I think maybe so. One of the wonderful things about teaching in the criminal law space is that our timescales tend to be long—humans have ever been pondering what constitutes justice. And one of the weaknesses may therefore be that we too rarely reconsider things from any set of first principles. We bob and weave, of course, as societal and technological changes beset us… but especially since we don’t share any particular set of first principles (I’m thinking of some great lines by Blaise Pascal as I write this, and maybe I’ll follow up with a post on those), what’s the use of stepping back to fundamentally, intellectually recreate a wheel that never pauses for replacement?
Yet the potential achievement of AGI—a truly revolutionary event raising so many but then whats for humanity—might make most everyone willing to pause and take stock. Or, even if not, perhaps some of us thinking on the potential could reveal consensus points resonant to all (or to most) that we don’t currently realize. Perhaps, even given our quite different sets of first principles (or what we each think to be such), there are unexpected points of convergence we find through this ‘new world’ inquiry.

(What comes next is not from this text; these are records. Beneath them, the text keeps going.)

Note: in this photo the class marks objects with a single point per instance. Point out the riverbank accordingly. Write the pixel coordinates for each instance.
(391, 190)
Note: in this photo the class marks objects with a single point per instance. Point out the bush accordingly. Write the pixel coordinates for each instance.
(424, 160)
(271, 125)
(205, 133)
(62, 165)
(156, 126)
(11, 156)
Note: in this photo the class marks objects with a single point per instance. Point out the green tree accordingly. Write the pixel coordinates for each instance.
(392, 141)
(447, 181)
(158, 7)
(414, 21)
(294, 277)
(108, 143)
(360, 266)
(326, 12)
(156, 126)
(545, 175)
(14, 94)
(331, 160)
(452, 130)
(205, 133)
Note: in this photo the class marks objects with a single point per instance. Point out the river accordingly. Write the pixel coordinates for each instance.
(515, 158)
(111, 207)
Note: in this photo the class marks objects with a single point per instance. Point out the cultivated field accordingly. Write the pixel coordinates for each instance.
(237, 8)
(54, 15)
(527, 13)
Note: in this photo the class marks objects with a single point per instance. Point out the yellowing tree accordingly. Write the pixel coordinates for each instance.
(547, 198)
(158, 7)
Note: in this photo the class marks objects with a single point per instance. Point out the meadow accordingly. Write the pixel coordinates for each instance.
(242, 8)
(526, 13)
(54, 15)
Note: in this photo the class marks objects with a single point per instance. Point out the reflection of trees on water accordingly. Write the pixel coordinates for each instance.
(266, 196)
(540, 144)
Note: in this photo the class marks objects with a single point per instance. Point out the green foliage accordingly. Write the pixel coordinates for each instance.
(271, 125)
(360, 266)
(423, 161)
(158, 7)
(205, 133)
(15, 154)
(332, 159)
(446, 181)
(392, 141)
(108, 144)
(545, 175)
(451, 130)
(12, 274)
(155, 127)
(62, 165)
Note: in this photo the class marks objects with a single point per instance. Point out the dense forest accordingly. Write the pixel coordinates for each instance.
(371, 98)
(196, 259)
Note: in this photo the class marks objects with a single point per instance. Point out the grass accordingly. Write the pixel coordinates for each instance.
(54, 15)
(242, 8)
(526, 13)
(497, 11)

I’m bobbing and weaving here myself, because it’s hard to know… it’s hard to even well articulate the intellectual journey I am trying to here embark upon. But I think my inquiry goes basically like so: If we ask how we ought to change criminal adjudication once we achieve AGI, might we learn things we ought to change—and could change—right now? What might we learn from a lens of AGI even if such paradigm-defining technology never comes to pass? The achievement of AGI would force the questions of in which roles ought humans to remain, and in which roles ought humans to remain exclusively (whereas now we have no serious choice). Those questions of replacement, in turn, require that we confront what humans ought to be doing, now and today. Thus, the questions might ‘out’ faults in our current practices. And the real ‘magic’ would be if solutions to those thereby-outed problems, or at least genuine improvements to those thereby-outed problems, are available without those question-spurring, technologically-uncertain intelligent machines.
So, that’s what I aim to ‘think on’ in this series of posts. The inquiry will have obvious value if our scientists achieve AGI: we will know where to ‘plug’ robots into our adjudicatory systems of criminal justice. But the inquiry may also have great value even if such machine intelligences forever remain science fiction. We might be able to become more just merely by asking the question and taking seriously what we thereby discover.
Why All the Wrong Questions? One, I’m quite a fan of the philosophy of Lemony Snicket. (Seriously.) Two, I wonder if this is where the AGI inquiry in criminal adjudication might lead. If, say, pondering the place of intelligent machines causes us to realize that layperson decision-making is intrinsically important to criminal justice (a space in which I have existing work), why is such (human?) layperson decision-making important, and… armed with that ‘why,’ are we currently asking entirely the wrong questions of those laypersons?
We shall see… or at least so I hope.